W Krośnie odbywają się spotkania z mieszkańcami Dzielnic i Osiedli. Mieszkańcy, i przedstawiciele władz rozmawiają o sprawach bardzo lokalnych, ale i miejskich. Kilka tematów powtarza się wszędzie. Na Osiedlu Tysiąclecia nakrzyczano na Prezydenta!
Odbyły się już spotkania na Osiedlach: Grota-Roweckiego, Tysiąclecia i Południe.
Część poruszanych spraw jest bardzo lokalna, np. na Os. Grota-Roweckiego niezmiennie powraca sprawa budowy ekranów chroniących mieszkańców przed hałasem z DK28. Na Os. Tysiąclecia mieszkańcom doskwiera wprowadzenie strefy płatnego parkowania.
Są też tematy wspólne
Śmieci
Wzrastające opłaty, problem z dopilnowaniem altan śmietnikowych, segregowanie “tekstyliów” to jedne z najczęściej poruszanych kwestii. Urzędnicy proponują lepsze zabezpieczenie altan, w tym stosowanie fotopułapek. Zaleca się też budowanie osobnych altan dla każdej wspólnoty mieszkaniowej.
Na odbiór tekstyliów władze nie mają rozwiązania. Problemem nie są ubrania, które mogą się jeszcze przydać. Problemem są po prosu stare szmaty, zniszczone dziurawe skarpetki itp. Wygląda na to, że z takimi śmieciami musimy samodzielnie jeździć na PSZOK.

Bezpieczeństwo
Okazuje się, że nadal jest to istotna wartość w naszym społeczeństwie. Mieszkańcy wskazują na różne zagrożenia i różne miejsca, ale są wspólne mianowniki: przekraczanie prędkości i uciążliwość spowodowana przez osoby pod wpływem alkoholu.
W przypadku “zakłócania porządku”, Policja przypomina, że aby ukarać sprawców, konieczne jest zgłoszenie się osób poszkodowanych.
Do ciekawej dyskusji doszło na Os. Południe, w kwestii nadmiernych prędkości, a także wjeżdżania ciężarówek na “czerwonym”. Mieszkańcy pytali o możliwość uruchomienia fotoradarów. Straż miejska i urzędnicy odpowiedzieli, że obecnie nie mają uprawnień do ich używania, a isniejacch, np. prz skrzżowaniu ul. Podkarpackiej z Czajkowskiego, nie udało się przekazać Inspektorowi transportu Drogowego. Dlaczego? Bo to “miało kosztować ponad 70 tysięcy złotych, a nie przyniesie Miastu korzyści”. Obecny na sali miejski radny Gabriel Zajdel, zapytał: “jak o nie przyniesie korzyści? A bezpieczeństwo?
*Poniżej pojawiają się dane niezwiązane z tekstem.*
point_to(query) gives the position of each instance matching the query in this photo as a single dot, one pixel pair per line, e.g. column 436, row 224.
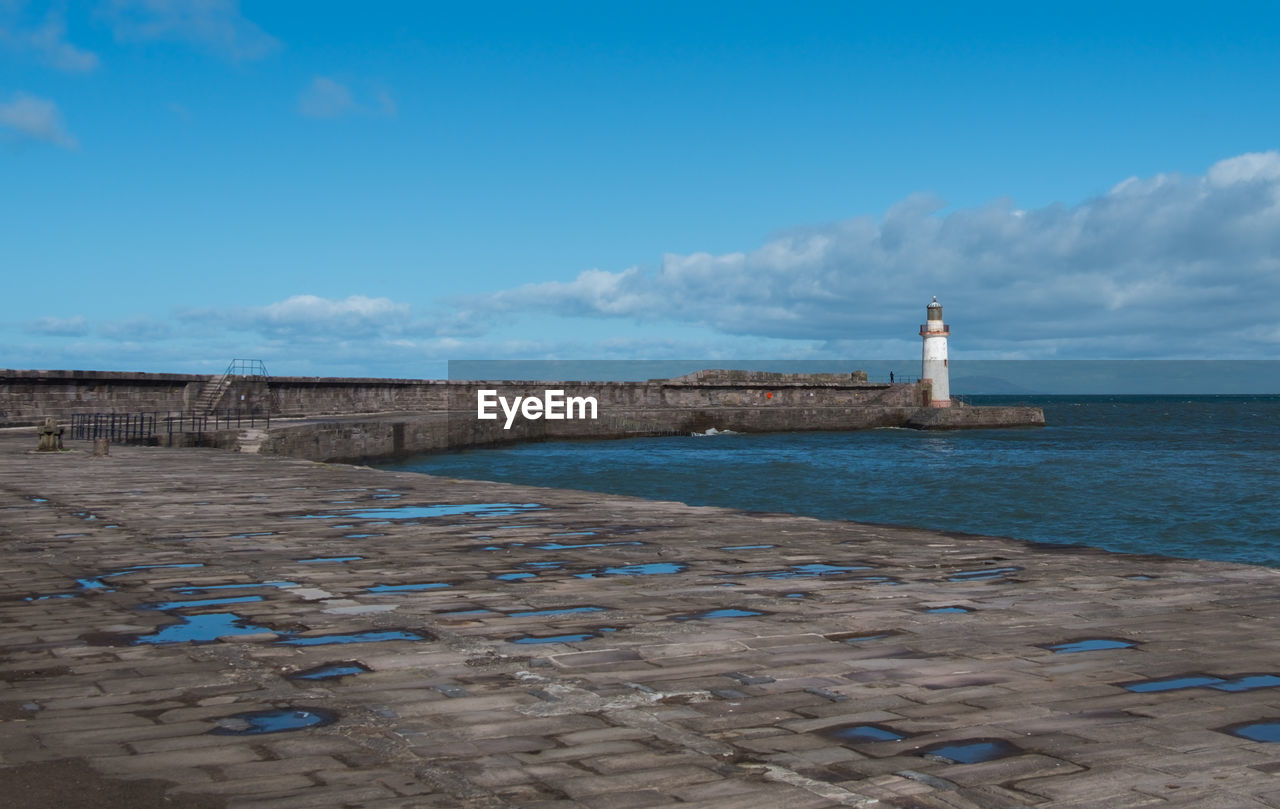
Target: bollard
column 50, row 437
To nie jest korzyść?“

“Droga przez park”
Na dotychczasowych spotkaniach osiedlowych urzędnicy przyznali, że Miasto nie odstąpiło od planów budowy “drogi przez Park”. Chodzi o połączenie pomiędzy ul. Czajkowskiego, a Niepodległości. Droga ma prowadzić estakadą nad ul. Olejarską, nad wałami i nad Lubatówką, a następnie zająć niewielką część Parku. Urzędnicy podkreślają, że chodzi o mału skraweczek. Przeciwnicy pomysłu, że zieleni jest mało, więc nawet skrawka szkoda, że inwestycja będzie niszczącą ingerencją w ekosystem większy niż sam park, a pomysł drogi dawno stracił rację bytu.
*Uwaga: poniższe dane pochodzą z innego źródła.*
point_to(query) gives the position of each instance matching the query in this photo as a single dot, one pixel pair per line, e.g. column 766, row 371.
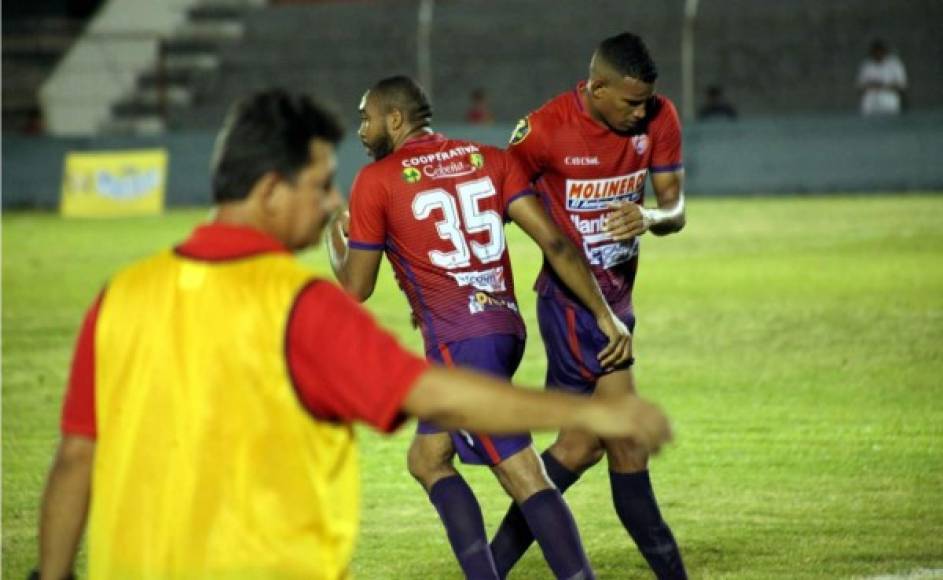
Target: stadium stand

Wielka draka na Os. Tysiąclecia
Do skandalicznej sytuacji doszło na zebraniu na Os. Tysiącleci. Jeden z mieszkańców wprost nakrzyczał na Pana Prezydenta Piotra Przytockiego. Najpierw Prezydent zignorował pytania części mieszkańców, a później poszło o płatny parking w sąsiedztwie RCKP. Podczas zebrania mieszkańcy zgłaszali, że efektem wprowadzenia stref płatnego parkowania jest zastawianie wszystkich parkingów i uliczek osiedlowych. Piotr Przytocki odpowiedział, że “temat jest zamknięty”, bo odrzucono petycję Rady Osiedla. Nie jest to zgodne z prawdą, ponieważ zmiany wielkości stref i zmian organizacji ruchu zawsze są możliwe. Spotkania z mieszkańcami mają właśnie służyć wysłuchaniu opinii o wprowadzanych rozwiązaniach od bezpośrednio zainteresowanych.
Mieszkaniec zwrócił uwagę Prezydentowi, że zmiana zasad parkowania uniemożliwia korzystanie z parkingu przez autokary, a jednak one parkują zajmując nawet po 6-7 miejsc. Piotr Przytocki odparł: “Gdzie mają jechać? Na Lniarską?” Zarzucił przy tym, że to mieszkańcowi przeszkadza, że autokar dzieci przywozi do RCKP. W efekcie na prezydenta spadły ostre słowa i krzyk, że “Pan wprowadził te przepisy, a nie ja!”
Szczęśliwie skończyło się na krzyku i strachu. Parking pozostanie płatny, ze szkodą dla mieszkańców, chociaż Prezydent obiecał mieszkańcom, że tak nie będzie. Czy przejezdne autokary będą “incydentalnie” i bezkarnie łamać przepisy o ruchu drogowym? Zobaczymy.